Asks Randy Schriver in today's Taipei Times.

As a preliminary to having my say on this subject, I should state that although I hold to my libertarian premise that the government in Taipei has no moral right to purchase weapons on behalf of the people of Taiwan, I personally would be happy to contribute to this purchase at least ten times as much cash as what the government in Taipei expects from me in annual income tax - if only I could be certain that money was going towards the cost of purchasing new F-16s.

Now, my ethical demands met, I can discuss the reality behind the question: there are at least two major vectors in play here. First, I would imagine that from the perspective of the Obama administration, the foreign policy priority with regards to China is to keep the government in Beijing buying Treasury bonds to help provide part of the funding for the growth in Federal spending. Treasury bonds, together with higher taxes and the monetization of government debt are the ingredients Obama has decided upon for brewing the Amsoc oxymoron. So, to keep that project bubbling away it'd be better not to give the Chinese any excuse to sell and thus force the Treasury into increasing the rate of return on its bonds. For now, the Feds will not be able to find an alternative source of revenue to replace the Chinese - and until either the people of Taiwan, or the government that stands over them, can offer the Amsoc project anything of serious political value (they certainly could not offer serious financial value), they will not get much of a hearing in the current White House.

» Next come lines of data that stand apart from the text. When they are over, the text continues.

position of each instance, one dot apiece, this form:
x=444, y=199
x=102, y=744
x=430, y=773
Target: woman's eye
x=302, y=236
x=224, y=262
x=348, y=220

*Note to all those "Americans" in Taiwan who voted Democrat in 2008 - fuck you.*

Second, those who staff the higher echelons of the government in Beijing are simply trying to survive in power; that is a very large and dangerous tiger they are riding. Whether they would actually begin to sell their T-bonds might well be a decision taken in sensitivity to acute political crisis rather than long-term interest and so the internal politics of Beijing, and of China more broadly, are likely to be of far more importance to that government's decision-making than long term economic forecasts.

A third thing of course is the general malaise of utter moral bankruptcy in the U.S. Congress with transparent shills for Beijing like Dianne Feinstein chairing the Senate Intelligence Committee. Even assuming the Obama administration had any remaining vestige of American ethics to see the value in selling the updated F-16s to the government in Taipei, any attempt to do so would necessitate buying off or otherwise neutralizing Feinstein and certain other powerful figures in Congress.

I would, of course, be delighted to be proved wrong, but I don't think Taiwan's airforce will be receiving any new F-16s at least until after the Obama administration's first term has expired.